CE-SEC4-EXP1996-N7945
Consejo de Estado
Descargar PDF
Disponible
Detalles
- Título
- CE-SEC4-EXP1996-N7945
- Autor
- Consejo de Estado
- Categoría
- Jurisprudencia
- Área del derecho
- Administrativo
- Año
- 1996
SENTENCIA DE INEXEQUIBILIDAD - Efectos. Notificación No es válido el argumento de la demanda en el sentido de que la norma era aplicable hasta el momento de desfijación del edicto que notifica la sentencia, invocando lo preceptuado en el artículo 174 del Código Contencioso Administrativo, porque este procedimiento sólo es aplicable para la sentencia que profiera la Jurisdicción Contencioso Administrativa como quiera que la segunda parte del Código sólo está referido al control jurisdiccional de la actividad administrativa. Menos puede pretender que proferida una decisión declarativa de inconstitucionalidad la Administración pueda seguir ejecutando la norma dañina, con el inciso fin de producir efectos ilegales o sin causa legítima hasta tanto el edicto que la notifica no se desfije, porque en materia constitucional, en donde no existen recursos contra las sentencias de inexequibilidad, la sentencia produce efectos desde el mismo momento de su expedición.
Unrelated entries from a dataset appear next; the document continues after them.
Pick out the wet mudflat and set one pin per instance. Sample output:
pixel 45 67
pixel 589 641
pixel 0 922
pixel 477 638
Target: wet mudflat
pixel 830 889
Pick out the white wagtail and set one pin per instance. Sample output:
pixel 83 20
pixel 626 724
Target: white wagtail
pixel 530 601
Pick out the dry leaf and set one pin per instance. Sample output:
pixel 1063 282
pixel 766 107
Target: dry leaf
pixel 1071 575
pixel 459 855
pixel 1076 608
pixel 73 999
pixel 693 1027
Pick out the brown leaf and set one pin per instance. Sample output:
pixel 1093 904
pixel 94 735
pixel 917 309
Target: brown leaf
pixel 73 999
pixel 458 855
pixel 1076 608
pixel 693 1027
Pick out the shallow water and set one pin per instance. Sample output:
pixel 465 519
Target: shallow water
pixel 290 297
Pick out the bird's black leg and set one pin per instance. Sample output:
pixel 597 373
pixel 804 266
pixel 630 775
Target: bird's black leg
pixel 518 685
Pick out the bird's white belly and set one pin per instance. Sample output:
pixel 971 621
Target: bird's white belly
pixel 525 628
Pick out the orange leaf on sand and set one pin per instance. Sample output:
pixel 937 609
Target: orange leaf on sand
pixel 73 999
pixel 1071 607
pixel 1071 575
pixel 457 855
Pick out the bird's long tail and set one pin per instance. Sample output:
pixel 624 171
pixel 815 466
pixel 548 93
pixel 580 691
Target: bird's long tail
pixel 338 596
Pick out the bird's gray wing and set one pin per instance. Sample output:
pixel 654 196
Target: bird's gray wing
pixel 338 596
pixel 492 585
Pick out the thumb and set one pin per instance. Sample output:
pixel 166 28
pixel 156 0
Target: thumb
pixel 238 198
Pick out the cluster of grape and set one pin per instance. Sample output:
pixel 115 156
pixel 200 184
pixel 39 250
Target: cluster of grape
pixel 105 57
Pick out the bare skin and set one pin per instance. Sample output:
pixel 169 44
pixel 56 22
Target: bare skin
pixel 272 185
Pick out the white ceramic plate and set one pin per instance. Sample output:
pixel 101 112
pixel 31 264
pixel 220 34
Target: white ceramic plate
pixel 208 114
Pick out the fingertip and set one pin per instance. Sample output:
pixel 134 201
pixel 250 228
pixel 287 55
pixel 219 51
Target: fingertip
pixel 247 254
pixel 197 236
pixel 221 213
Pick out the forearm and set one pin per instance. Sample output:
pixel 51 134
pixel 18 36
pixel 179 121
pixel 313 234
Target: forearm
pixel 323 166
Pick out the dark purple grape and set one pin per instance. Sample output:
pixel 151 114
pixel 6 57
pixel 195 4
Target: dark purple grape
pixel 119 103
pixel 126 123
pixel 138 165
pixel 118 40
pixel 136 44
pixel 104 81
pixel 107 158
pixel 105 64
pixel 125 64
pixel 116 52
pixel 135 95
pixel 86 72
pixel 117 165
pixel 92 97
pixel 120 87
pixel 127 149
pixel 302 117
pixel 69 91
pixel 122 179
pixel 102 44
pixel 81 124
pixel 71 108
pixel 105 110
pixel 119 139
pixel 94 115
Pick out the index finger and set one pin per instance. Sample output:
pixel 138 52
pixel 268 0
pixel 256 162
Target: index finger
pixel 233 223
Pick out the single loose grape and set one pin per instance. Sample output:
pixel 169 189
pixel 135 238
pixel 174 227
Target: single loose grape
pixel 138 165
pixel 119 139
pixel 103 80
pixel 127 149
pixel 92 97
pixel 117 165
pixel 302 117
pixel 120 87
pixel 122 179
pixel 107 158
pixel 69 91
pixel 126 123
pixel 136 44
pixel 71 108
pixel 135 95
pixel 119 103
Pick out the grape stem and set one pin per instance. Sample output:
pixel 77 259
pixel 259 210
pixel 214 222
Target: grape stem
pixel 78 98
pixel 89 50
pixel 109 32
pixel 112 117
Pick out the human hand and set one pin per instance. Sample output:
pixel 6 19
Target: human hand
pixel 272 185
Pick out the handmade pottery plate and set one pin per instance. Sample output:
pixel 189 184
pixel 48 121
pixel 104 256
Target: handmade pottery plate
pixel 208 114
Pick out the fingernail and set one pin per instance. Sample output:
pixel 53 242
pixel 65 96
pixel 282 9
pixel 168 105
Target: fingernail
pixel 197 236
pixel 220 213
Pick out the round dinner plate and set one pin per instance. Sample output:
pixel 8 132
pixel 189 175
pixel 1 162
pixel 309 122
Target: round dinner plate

Resulta aún más inadmisible desde todo punto de vista legal, que se pretenda por la Administración que el juez contencioso dé aplicación a una norma reiterada del ordenamiento jurídico desde el día 1º de junio de 1995, por haber nacido con vicio de inconstitucionalidad a una situación que por estar sub judice no se consolidó.
CONSEJO DE ESTADO
SALA DE LO CONTENCIOSO ADMINISTRATIVO
SECCIÓN CUARTA
Consejero ponente: GERMÁN AYALA MANTILLA
Santafé de Bogotá, D.C., seis (6) de diciembre de mil novecientos noventa y seis (1996).
Radicación número: 7945
Actor: PRODUCTORA TABACALERA DE COLOMBIA S.A. PROTABACO
S.A.
Demandado: DIRECCIÓN DE IMPUESTOS Y ADUANAS NACIONALES Referencia: APELACIÓN DE LA SENTENCIA DEL 21 DE JUNIO DE 1996.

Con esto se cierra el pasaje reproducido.